Blue Peter Book Club: The Train of Dark Wonders accessible version
Read a suitable for screen readers sample of The Train of Dark Wonders by Alex Bell and illustrated by Beatriz Castro.

Sample of The Train of Dark Wonders
Chapter 1.
Bess Harper gritted her teeth, determined not to cry as she walked up the steps to the front doors of Harper’s Odditorium. Even the whispering flowers adorning the walls of the building were shedding their dark petals as if in mourning and murmuring sadly to themselves. Bess loved Grandfather Henry and his peculiar museum, and now it seemed she would lose both in the space of a single week. She couldn’t bear the thought that she would never again curl up beside Pops on the battered sofa in his study, listening to tales of his travels and adventures.

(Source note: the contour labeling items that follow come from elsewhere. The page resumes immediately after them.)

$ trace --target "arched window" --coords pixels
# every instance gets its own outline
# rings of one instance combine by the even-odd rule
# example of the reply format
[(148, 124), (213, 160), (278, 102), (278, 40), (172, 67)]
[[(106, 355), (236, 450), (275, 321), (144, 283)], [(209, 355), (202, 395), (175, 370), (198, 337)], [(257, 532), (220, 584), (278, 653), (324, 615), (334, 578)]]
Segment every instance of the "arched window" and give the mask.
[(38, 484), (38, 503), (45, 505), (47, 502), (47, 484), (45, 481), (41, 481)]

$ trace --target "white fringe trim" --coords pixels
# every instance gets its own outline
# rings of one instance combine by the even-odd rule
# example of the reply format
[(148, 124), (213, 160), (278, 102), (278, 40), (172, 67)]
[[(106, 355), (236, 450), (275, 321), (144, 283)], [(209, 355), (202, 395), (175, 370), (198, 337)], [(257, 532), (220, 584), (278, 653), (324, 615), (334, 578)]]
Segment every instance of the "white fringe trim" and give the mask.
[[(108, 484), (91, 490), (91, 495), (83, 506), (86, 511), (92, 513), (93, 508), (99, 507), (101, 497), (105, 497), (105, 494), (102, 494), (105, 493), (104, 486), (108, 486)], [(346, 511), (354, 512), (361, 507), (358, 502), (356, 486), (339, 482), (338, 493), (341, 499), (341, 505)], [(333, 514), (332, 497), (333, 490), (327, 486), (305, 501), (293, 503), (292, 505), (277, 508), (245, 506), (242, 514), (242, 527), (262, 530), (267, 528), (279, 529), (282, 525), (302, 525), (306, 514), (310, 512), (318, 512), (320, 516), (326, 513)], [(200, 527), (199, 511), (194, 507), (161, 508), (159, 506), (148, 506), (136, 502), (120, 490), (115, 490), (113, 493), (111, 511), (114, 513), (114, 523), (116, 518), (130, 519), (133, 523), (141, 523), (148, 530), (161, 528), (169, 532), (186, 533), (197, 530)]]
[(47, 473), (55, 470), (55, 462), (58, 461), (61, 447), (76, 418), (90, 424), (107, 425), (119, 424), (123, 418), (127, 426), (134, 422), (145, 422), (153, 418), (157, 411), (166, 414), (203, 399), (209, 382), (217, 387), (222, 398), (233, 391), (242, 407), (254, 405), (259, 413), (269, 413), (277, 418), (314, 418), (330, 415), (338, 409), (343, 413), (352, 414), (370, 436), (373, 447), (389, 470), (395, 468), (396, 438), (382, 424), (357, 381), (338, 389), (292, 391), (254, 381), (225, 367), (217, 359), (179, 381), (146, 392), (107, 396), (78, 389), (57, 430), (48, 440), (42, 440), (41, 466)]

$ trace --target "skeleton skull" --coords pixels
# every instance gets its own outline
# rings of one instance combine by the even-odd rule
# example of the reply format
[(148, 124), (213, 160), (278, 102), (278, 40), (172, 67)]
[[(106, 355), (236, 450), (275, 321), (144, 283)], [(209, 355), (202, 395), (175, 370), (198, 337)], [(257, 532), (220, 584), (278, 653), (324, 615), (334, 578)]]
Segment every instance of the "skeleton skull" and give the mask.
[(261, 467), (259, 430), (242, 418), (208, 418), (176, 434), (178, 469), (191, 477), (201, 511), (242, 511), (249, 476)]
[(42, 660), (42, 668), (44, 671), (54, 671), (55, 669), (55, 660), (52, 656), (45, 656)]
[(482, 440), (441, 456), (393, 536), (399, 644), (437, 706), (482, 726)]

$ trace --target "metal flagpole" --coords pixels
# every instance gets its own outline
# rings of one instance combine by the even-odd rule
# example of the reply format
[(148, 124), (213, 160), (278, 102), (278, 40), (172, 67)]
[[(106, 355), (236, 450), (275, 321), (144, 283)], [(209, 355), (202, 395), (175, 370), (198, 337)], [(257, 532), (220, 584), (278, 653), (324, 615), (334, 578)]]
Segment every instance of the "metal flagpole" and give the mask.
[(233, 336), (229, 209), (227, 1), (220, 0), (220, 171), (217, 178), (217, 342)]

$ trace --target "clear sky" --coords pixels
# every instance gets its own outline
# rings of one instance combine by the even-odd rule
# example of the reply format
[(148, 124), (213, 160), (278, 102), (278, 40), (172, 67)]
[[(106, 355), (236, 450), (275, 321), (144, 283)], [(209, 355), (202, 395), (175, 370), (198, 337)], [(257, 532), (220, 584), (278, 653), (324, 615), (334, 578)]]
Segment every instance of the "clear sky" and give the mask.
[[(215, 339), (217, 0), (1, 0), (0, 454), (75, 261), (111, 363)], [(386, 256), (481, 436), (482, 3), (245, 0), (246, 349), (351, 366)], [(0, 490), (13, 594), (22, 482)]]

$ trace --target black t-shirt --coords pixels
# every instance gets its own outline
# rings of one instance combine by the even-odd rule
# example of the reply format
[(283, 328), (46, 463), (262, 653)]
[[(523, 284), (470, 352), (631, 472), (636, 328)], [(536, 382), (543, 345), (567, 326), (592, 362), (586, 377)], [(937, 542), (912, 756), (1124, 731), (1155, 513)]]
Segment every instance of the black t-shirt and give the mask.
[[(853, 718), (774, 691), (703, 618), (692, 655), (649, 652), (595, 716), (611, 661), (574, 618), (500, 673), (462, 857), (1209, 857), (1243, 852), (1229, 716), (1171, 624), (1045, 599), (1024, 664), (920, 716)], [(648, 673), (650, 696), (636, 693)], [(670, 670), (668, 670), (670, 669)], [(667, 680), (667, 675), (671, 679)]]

As if that weren’t bad enough, Bess’s dad and her Uncle Norman were sure to inherit the Odditorium and they intended to sell off the exhibits and close its doors forever. For some reason, Uncle Norman really seemed to hate the place. And her dad was a quiet man with no interest in strange museums and no desire to quarrel with his older brother.
“It’s just a pile of old junk,” Uncle Norman had said when he’d come to dinner the night before. “It ought to have been scrapped years ago.”
“What about Blizzard?” Bess asked. “The Odditorium is his home!”
“We’ll find another home for him.”
“But you’re always saying he’s a horrible beast that no one in their right mind would want!” Bess protested. “What if he goes to someone who doesn’t treat him properly? Someone who doesn’t understand him?”
“Bess, please. You’re giving me a headache.” Uncle Norman let out a weary sigh. “You can rest assured that we’ll find a home for him in a zoo somewhere. That’s where he ought to have been all along. My father had no business keeping a creature like that in the Odditorium.”
Bess later overheard Uncle Norman telling her parents that he’d tried calling a couple of zoos, but they were both full. So he had phoned the local glue factory instead and now poor old Blizzard was due to be shipped off and turned into glue sticks. That was her uncle’s plan at any rate, but it wasn’t Bess’s plan. The grown-ups were visiting the Odditorium today to meet her grandfather’s lawyer and hear the reading of the will. They had agreed Bess could tag along, so that morning she’d thrown on her favourite Bigfoot T-shirt (for luck), tied her frizzy brown hair into two plaits (for convenience) and given herself an encouraging smile in the bathroom mirror (for courage).
Certainly no one else was going to encourage her with what she had in mind. Her rescue plan was dangerous, desperate and really not at all sensible, but it was also her only chance. When Bess smiled, it made her freckles more pronounced against her white skin. This reminded her of her grandfather and strengthened her determination. She took a deep breath and nodded at her reflection. She could do this. She had to. For Blizzard – and all the other exhibits.
By the time she got to the Odditorium, Uncle Norman and the lawyer were already there. Bess knew she wouldn’t have long. She left her parents in the study with the other two and darted down the dusty corridor. When it was originally built, some fifty years ago, the museum had been a grand mansion. Henry Harper had designed it himself, which was why it had a pleasing number of secret passages and spiral staircases hidden behind sliding bookshelves and paintings. Bess made her way to one of these secret passages now, grateful for the short cut it provided to the other side of the museum.